ERIC Number: ED192668
Record Type: RIE
Publication Date: 1980-Oct
Reference Count: 0
Do Faculty Really Work That Hard? AAHE-ERIC/Higher Education Research Currents, October 1980.
Shulman, Carol Herrnstadt
Methods for analyzing faculty workload, workload issues related to collective bargaining and new federal reporting requirements, and faculty and institutional perspectives about faculty workload are considered. Workload studies are valuable to state legislators concerned with budgets, enrollment trends, and efficient institutional operations. Typical questions that workload studies address and three commonly used quantitative measures are outlined. Two approaches to assessing workload are quantitative measures based on institutional data and measures based on faculty self-reports of how they spend their times. For collective bargaining contracts, workloads are typically defined in terms of credit or contact hours. Teaching-related activities that do not have specific credit hours attached are given equivalencies. A new federal requirement for institutions receiving federal grants and contracts is that the department must report 100 percent of compensated faculty activity for all faculty, even those not directly involved in the federal activities. Reasons for this regulation and objections voiced by faculty members are examined. Some proposals for alternative workload structures are briefly noted. A bibliography is included. (SW)
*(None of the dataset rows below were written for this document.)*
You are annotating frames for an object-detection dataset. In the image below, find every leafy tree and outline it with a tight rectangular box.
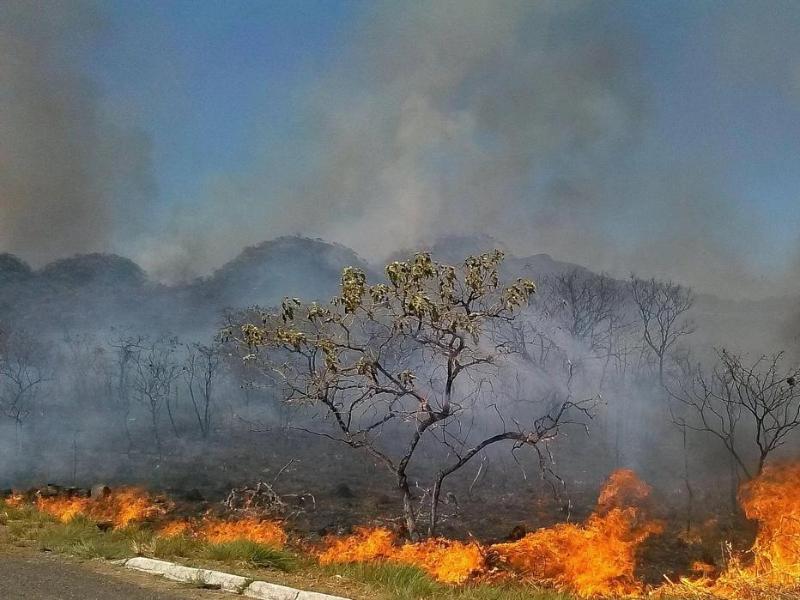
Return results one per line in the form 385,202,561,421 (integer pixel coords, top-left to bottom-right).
230,251,593,537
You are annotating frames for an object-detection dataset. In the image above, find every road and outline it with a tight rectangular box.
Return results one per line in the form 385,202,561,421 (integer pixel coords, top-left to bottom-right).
0,549,228,600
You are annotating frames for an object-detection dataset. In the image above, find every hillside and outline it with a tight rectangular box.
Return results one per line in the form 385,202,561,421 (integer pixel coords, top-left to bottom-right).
0,236,795,353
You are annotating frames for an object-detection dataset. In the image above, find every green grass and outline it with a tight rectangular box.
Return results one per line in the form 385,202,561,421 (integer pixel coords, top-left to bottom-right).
34,517,143,560
200,539,297,571
149,533,198,558
323,562,573,600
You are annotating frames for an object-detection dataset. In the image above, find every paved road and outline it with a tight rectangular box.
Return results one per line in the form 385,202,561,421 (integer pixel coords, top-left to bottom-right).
0,551,227,600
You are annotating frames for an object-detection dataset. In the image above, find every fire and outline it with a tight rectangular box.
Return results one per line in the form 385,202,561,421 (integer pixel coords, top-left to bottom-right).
318,526,396,563
193,516,287,547
318,527,484,584
318,470,659,593
393,538,485,585
596,469,651,511
738,461,800,582
35,496,90,523
35,487,163,527
13,464,800,598
158,519,193,538
660,462,800,599
155,515,288,547
4,493,26,509
492,469,662,598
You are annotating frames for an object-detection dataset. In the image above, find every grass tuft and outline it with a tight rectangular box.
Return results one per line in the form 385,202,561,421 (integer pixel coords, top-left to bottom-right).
201,539,297,571
35,519,136,560
150,534,200,558
325,562,442,598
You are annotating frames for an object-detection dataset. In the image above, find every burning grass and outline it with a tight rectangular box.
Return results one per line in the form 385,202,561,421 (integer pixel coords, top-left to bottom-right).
492,469,662,597
659,462,800,599
4,463,800,599
319,528,485,585
194,516,288,546
35,487,165,527
317,469,662,597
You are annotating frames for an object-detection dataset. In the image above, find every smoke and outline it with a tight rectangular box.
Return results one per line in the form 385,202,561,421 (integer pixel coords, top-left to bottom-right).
0,0,155,266
144,0,647,283
2,1,796,300
137,0,790,300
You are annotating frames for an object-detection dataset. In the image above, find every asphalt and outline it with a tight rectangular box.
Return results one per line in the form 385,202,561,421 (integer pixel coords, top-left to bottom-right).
0,551,227,600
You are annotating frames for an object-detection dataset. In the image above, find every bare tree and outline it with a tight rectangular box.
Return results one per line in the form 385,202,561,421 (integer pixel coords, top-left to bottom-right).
183,340,223,440
130,336,181,457
110,334,145,454
629,276,695,385
0,328,48,448
495,309,566,372
542,269,622,353
230,250,594,538
61,332,110,412
671,349,800,481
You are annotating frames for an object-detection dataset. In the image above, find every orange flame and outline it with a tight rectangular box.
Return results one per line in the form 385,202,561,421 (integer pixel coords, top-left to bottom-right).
35,496,89,523
158,519,193,538
738,461,800,582
393,538,485,584
4,493,26,509
319,470,659,593
35,487,163,527
192,516,287,547
660,462,800,599
492,469,662,597
318,526,396,564
318,526,484,584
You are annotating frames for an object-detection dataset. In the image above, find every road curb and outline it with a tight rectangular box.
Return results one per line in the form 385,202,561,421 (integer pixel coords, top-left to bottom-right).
122,556,350,600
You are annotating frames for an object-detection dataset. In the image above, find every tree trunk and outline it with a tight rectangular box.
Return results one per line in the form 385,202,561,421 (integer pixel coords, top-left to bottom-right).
398,472,417,540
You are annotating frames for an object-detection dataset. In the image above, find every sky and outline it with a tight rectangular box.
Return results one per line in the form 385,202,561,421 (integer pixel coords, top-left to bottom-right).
1,0,799,299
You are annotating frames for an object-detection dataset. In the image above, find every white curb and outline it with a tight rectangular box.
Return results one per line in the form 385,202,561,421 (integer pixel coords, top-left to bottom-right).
125,557,249,593
244,580,349,600
122,556,350,600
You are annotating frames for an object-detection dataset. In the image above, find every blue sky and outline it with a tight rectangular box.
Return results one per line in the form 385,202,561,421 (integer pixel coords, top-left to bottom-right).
93,0,357,212
1,1,798,298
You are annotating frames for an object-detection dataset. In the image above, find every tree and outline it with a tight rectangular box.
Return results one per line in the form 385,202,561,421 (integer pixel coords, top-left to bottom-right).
671,350,800,481
542,269,622,353
130,336,181,457
0,329,47,425
110,334,145,454
183,340,223,440
230,250,593,538
0,328,48,447
629,276,695,385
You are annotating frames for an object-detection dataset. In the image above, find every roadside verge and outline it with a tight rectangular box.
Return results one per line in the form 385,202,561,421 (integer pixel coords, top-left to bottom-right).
123,556,350,600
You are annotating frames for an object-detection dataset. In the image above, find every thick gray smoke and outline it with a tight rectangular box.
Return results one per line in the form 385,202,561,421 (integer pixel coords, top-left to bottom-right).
1,1,797,300
139,0,796,300
142,0,647,283
0,1,155,266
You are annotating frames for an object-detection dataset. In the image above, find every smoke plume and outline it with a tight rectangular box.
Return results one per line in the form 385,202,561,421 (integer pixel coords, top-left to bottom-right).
139,0,794,300
0,0,154,266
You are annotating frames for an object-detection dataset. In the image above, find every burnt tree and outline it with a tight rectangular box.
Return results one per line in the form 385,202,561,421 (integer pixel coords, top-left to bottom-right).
629,276,694,385
671,349,800,481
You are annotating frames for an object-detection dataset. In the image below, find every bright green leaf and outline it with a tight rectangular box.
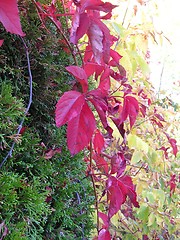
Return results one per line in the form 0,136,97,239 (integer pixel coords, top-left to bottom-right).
127,134,149,153
137,204,149,221
148,212,156,226
131,150,143,164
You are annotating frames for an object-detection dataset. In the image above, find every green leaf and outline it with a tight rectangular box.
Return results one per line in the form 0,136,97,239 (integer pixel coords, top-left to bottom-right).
153,189,165,209
135,55,150,76
131,150,143,164
146,192,155,204
148,212,156,226
137,204,149,221
127,134,149,153
111,22,126,38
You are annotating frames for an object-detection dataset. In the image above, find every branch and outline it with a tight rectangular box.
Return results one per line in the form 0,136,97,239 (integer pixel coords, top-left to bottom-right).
122,0,130,27
76,192,85,239
157,60,165,98
0,37,33,169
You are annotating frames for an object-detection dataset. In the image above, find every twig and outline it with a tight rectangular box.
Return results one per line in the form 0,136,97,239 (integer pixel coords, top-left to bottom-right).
157,60,165,99
122,0,130,27
118,212,138,235
75,44,84,66
0,37,33,169
76,192,85,239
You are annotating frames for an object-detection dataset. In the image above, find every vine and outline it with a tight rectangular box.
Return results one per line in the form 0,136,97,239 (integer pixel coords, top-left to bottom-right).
0,0,179,239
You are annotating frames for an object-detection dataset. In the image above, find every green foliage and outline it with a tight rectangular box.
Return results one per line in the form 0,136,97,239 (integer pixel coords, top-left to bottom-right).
0,83,24,150
0,1,93,239
0,128,93,239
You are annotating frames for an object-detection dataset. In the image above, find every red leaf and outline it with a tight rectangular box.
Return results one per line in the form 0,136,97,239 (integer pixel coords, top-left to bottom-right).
0,39,4,47
159,146,169,159
143,235,149,240
87,21,103,64
169,138,178,157
100,12,112,20
98,67,110,96
93,129,105,154
154,113,165,122
98,229,111,240
107,175,139,218
98,212,109,229
119,176,139,208
151,118,164,128
66,66,88,93
45,148,62,159
111,152,126,177
109,49,122,66
93,153,109,174
111,117,126,138
55,91,85,127
108,97,121,115
84,44,94,63
70,12,90,44
120,95,139,128
45,195,52,203
56,91,96,154
81,1,117,13
164,133,178,157
88,17,112,64
84,63,97,77
168,174,176,197
19,126,27,135
0,0,25,36
88,92,113,136
107,176,125,218
67,102,96,155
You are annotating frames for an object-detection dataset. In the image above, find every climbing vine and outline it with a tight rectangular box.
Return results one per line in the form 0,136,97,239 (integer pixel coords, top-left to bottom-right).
0,0,179,239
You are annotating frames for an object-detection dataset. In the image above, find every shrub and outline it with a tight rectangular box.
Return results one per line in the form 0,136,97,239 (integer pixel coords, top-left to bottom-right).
0,1,93,239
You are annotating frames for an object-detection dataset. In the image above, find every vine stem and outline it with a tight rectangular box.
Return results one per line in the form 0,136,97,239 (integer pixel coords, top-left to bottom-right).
61,0,84,66
0,37,33,169
89,140,100,233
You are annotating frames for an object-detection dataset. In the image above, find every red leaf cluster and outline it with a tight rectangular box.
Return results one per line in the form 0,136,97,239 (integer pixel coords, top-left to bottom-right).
107,176,139,218
164,133,178,157
55,90,96,155
119,95,139,129
70,0,117,64
168,174,177,197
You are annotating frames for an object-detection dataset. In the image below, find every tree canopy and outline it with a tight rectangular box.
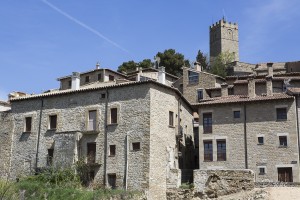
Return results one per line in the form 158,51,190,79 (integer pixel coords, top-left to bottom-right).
196,50,208,70
117,49,190,76
209,51,235,77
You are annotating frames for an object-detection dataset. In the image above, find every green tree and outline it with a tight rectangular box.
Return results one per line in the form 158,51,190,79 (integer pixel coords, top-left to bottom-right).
156,49,190,76
196,50,208,70
210,51,234,77
117,59,153,73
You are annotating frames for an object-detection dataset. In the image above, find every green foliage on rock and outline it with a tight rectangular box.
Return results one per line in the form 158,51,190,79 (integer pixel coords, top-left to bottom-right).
209,51,235,77
117,59,153,73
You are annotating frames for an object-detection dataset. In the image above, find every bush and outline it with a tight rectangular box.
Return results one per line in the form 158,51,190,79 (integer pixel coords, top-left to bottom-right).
180,182,194,189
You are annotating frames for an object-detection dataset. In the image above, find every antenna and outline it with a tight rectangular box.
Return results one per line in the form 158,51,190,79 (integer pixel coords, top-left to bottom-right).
222,9,227,22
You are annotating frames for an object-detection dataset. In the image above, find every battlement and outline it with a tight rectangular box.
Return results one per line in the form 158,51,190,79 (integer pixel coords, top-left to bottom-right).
210,19,238,29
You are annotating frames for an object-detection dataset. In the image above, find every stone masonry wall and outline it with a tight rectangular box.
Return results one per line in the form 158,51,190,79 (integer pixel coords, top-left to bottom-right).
149,84,193,200
0,111,13,179
194,169,254,198
198,98,299,182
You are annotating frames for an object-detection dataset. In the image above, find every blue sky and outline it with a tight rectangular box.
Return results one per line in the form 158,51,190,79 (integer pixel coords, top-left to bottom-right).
1,0,300,100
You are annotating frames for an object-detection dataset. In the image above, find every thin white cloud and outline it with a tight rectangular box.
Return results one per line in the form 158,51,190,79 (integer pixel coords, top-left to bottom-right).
41,0,130,54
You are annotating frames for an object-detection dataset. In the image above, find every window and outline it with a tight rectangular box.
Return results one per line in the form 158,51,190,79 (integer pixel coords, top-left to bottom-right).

Descriptors: Accountability, Collective Bargaining, College Faculty, Contracts, Evaluation Criteria, Faculty College Relationship, Faculty Workload, Federal Regulation, Government School Relationship, Higher Education, Noninstructional Responsibility, State Action, Teacher Attitudes, Teacher Responsibility, Teaching Load
American Association for Higher Education, One Dupont Circle, Suite 780, Washington, DC 20036 ($0.75)
Publication Type: Information Analyses; ERIC Publications
Education Level: N/A
Sponsor: National Inst. of Education (DHEW), Washington, DC.
Authoring Institution: ERIC Clearinghouse on Higher Education, Washington, DC.; American Association for Higher Education, Washington, DC.